The Dalys’ flat had been the mirror image of ours; there was nowhere to stash a body, at least not long-term. If Rosie had died in that flat, then the Dalys had had two options. Assuming Mr. Daly was the proud owner of one serious set of cojones, which I didn’t rule out, he could have wrapped her up in something and carried her out the front door and away: into the river, onto some abandoned site, into the piggeries as per Shay’s charming suggestion. But, the Liberties being the Liberties, the odds were high that someone would have seen it, remembered it, and talked about it. Mr. Daly didn’t strike me as a gambling man.
The nongambler’s option was the back garden. Probably nowadays half the gardens had been dolled up with shrubs and decking and various wrought-iron doodads, but back then they were neglected and ragged: scrawny grass, dirt, boards and broken furniture and the odd wrecked bike. Nobody went out there except to use the toilet or, in summer, to hang washing; all the action was out front, in the street. It had been cold, but not cold enough to freeze the ground. An hour one night to start digging a grave, maybe another hour the next night to finish it, another the third night to fill it in. No one would spot you; the gardens didn’t have lighting, on dark nights you needed a torch just to find your way to the jacks. No one would hear you; the Harrison sisters were deaf as a pair of fence posts, the back windows of Veronica Crotty’s basement were boarded up to keep the heat in, everyone else’s windows would have been shut tight against the December cold. Cover the grave, during the days and when you were all finished, with a sheet of corrugated iron or an old table or whatever was lying around. No one would look twice.

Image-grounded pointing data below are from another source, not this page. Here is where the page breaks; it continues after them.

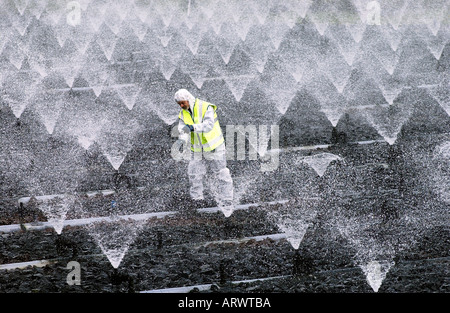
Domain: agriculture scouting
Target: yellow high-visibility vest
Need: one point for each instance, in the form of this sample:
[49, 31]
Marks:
[206, 141]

I couldn’t get into that garden without a warrant, and I couldn’t get one of those without something that bore a passing resemblance to probable cause. I threw my smoke away and headed back to Faithful Place, to talk to Mandy Brophy.
Mandy was the first person who was unequivocally, unmistakably glad to see me. The scream out of her nearly lifted the roof off; I knew it would send my ma scurrying for the window again. “Francis Mackey! Jesus, Mary and holy Saint Joseph!” She pounced and caught me in a hug that left bruises. “You nearly gave me a heart attack; I never thought I’d see you around these parts again. What are you doing here?”
She was mammy-shaped these days, with mammy hair to match, but the dimples were still the same. “This and that,” I said, smiling back. “It seemed like a good moment to see how everyone was getting on.”